I didn't know how my hand could so thoroughly betray my mind. Even as every instinct told me to let it ring, I felt my thumb slide across the screen. I brought the phone to my ear, the silence on the other end heavy and expectant. For ten long seconds, there was nothing but the faint, rhythmic sound of his breathing.

Finally, he spoke.

"So... you haven't blocked me. Interesting."

His voice was a low hum in my ear, far too intimate for the distance between us. I felt a surge of annoyance at him for being right, and at myself for giving him the satisfaction of an answer.

"What do you want, Liam?" I snapped, my voice more defensive than I intended.

He chuckled, a dark, melodic sound that bordered on the edge of something unhinged. I was starting to think my assessment of his sanity was becoming more accurate by the hour.

"To ask you out, obviously," he said, as if it were the most natural thing in the world.

"Have you not listened to a single word I've said?"

"I listen, actually," he countered, his tone shifting into something smoother, more calculated. "You probably think I'm crazy, and you're right about that part, at least. But I'm not exactly used to being rejected, Carver. I don't understand the hesitation. Just get to know me. I'm not that bad... am I?"

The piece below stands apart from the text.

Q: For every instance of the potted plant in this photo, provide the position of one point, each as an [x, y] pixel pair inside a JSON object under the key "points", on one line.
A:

He sounded like a total flirt, his words dripping with a confidence that felt like a trap. I realized then that I had completely underestimated him. In the lecture hall, he looked like the quiet, brooding type, but here, in the dark, he was a silver-tongued predator. It felt unreal, like I was talking to a ghost I'd summoned from my own sketchbook.

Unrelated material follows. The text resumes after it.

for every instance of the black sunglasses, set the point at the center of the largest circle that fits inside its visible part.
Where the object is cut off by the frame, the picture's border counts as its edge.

I didn't know how to counter that level of arrogance, so I fell back on the only defense I had.

"No."

The silence returned, stretching out until I thought he might have lost the connection. Then, a soft exhale.

"You're a tough nut to crack," he said, his voice dropping an octave. "Well, then. Have a great evening, Everly."

The line went dead.

He had hung up on me. The sheer, unadulterated audacity of it made me pull the phone away and stare at the blank screen in disbelief. He was beyond annoying,he was invasive. But it was his last sentence, the way he'd said my name, that stayed with me, vibrating in the quiet of my room.

I was restless, I realized I couldn't stay in this apartment a second longer. I needed to run, to let the physical exertion drown out the sound of his voice and the confusion in my chest. I grabbed my shoes and headed out into the night, desperate to clear my head.